In her introduction to this beautifully redesigned edition, Patricia Wells welcomes a new generation of bread bakers to share in its delights as she fondly reminisces about the book's original publication, which helped usher in the artisanal bread-baking revolution in the United States. The Breads of France introduced American bakers to the pleasures of such classic regional French breads as:
- The soft, delicate rolls filled with a slender bar of chocolate and known as Petit Pains au Chocolat from Bracieux
- Famous Pain de Campagne from the Parisian master baker Poilane
- Rich, dense Pumpkin Bread from the French Basque country
Clayton's recipes are written in his unique step-by-step style -- instructions lucid and complete, questions anticipated and answered -- that evolved from his experiences teaching bread-baking classes. Best of all, Clayton demystifies the essentials of bread baking, revealing that once you understand the nature of the ingredients you are working with and know exactly what happens when you combine and bake them, you will agree with him that "baking is a relaxed art."

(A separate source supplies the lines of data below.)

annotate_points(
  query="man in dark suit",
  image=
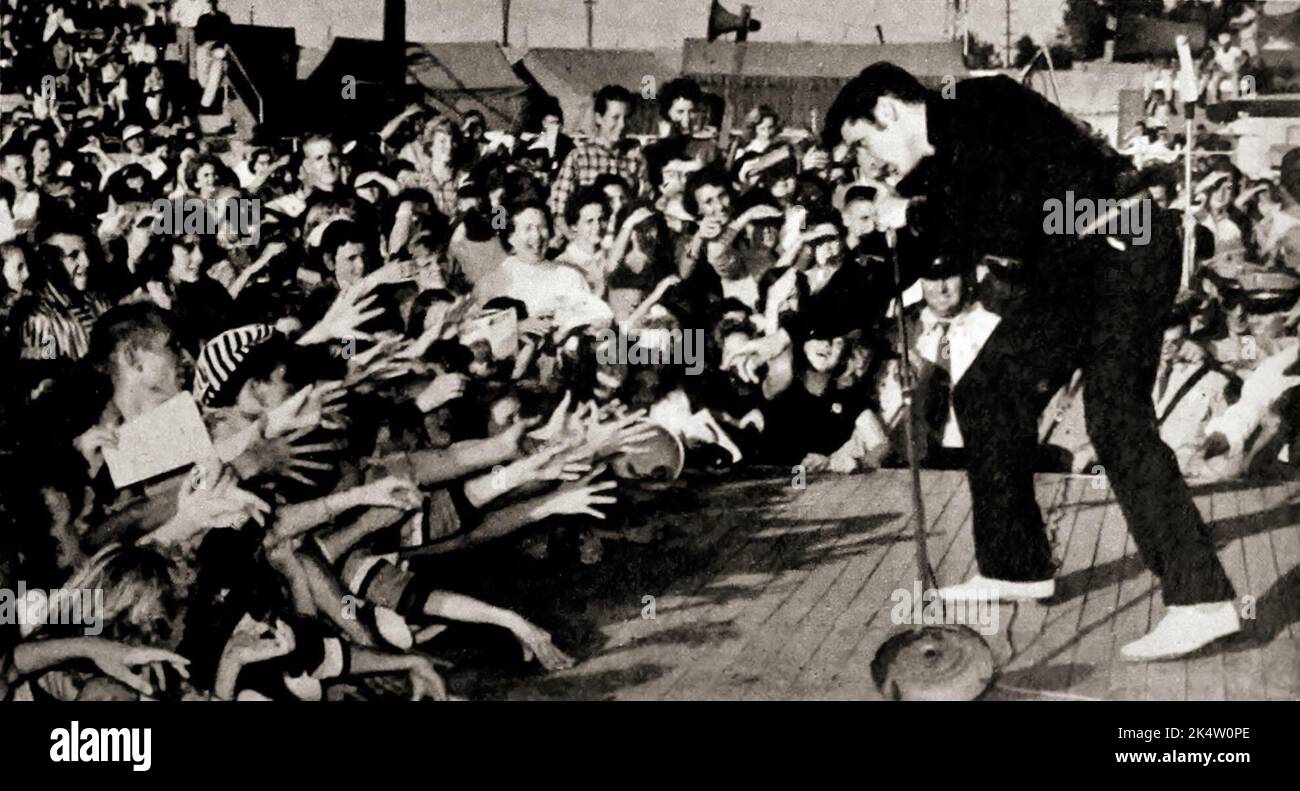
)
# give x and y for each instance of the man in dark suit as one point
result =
(980, 172)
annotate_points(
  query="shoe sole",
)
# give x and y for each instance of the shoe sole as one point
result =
(1182, 655)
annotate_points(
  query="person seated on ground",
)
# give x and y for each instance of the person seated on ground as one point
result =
(1190, 390)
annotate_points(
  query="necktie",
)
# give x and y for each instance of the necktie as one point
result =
(1162, 380)
(944, 348)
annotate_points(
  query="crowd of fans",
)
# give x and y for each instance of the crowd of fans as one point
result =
(258, 432)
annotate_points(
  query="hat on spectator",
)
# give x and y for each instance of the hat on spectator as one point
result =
(1290, 173)
(941, 267)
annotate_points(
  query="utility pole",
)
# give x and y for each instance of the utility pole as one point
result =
(1006, 57)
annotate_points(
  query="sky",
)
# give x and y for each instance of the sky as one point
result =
(644, 24)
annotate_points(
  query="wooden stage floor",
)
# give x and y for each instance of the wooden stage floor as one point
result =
(765, 591)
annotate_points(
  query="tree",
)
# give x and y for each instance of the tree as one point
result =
(1025, 51)
(980, 55)
(1084, 29)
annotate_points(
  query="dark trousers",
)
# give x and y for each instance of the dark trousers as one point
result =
(1110, 327)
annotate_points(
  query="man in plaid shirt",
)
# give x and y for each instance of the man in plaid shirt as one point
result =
(603, 152)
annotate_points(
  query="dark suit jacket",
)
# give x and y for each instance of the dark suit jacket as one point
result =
(1001, 152)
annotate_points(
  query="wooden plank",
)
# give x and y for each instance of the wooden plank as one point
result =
(1062, 619)
(1093, 655)
(960, 557)
(828, 668)
(771, 634)
(1281, 661)
(683, 605)
(850, 671)
(772, 582)
(806, 625)
(1243, 666)
(1283, 545)
(1061, 514)
(1205, 673)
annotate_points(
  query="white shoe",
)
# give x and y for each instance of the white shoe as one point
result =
(983, 588)
(1183, 630)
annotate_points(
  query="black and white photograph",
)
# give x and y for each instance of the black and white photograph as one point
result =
(651, 350)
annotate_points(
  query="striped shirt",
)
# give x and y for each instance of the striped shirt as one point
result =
(222, 355)
(60, 328)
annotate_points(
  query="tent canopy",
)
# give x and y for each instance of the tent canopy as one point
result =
(575, 76)
(455, 77)
(801, 80)
(840, 61)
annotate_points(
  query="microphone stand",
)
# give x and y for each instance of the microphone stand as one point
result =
(909, 383)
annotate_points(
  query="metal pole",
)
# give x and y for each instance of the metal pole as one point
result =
(918, 502)
(1008, 56)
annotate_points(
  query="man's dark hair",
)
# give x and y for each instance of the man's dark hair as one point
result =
(339, 233)
(710, 176)
(611, 180)
(859, 193)
(612, 93)
(857, 100)
(589, 195)
(137, 325)
(681, 87)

Not just a bread-baking book, The Breads of France chronicles Clayton's journey through a France of yesteryear. Join him as he roams the highways and byways of France, where he visits master bakers who regale him with charming and uproarious tales, local chitchat, and baking secrets. Drop in on the sprightly 99-year-old Madame Doz in Grenoble, who tells of the old days when she would bake a two-week supply of her wonderful crusty peasant loaf in her wood-fired oven, and then visit the famous Bayeux tapestry, which depicts the pain brie still made 900 years later in local boulangeries.
Filled with delightful vignettes of French culture, history, and bread-baking lore and brought to life with charming black-and-white photographs, The Breads of France is not just a glorious collection of bread recipes -- it's a window into the world's richest, most storied bread-baking tradition.
Condition: Good condition. Back jacket has light surface scratch.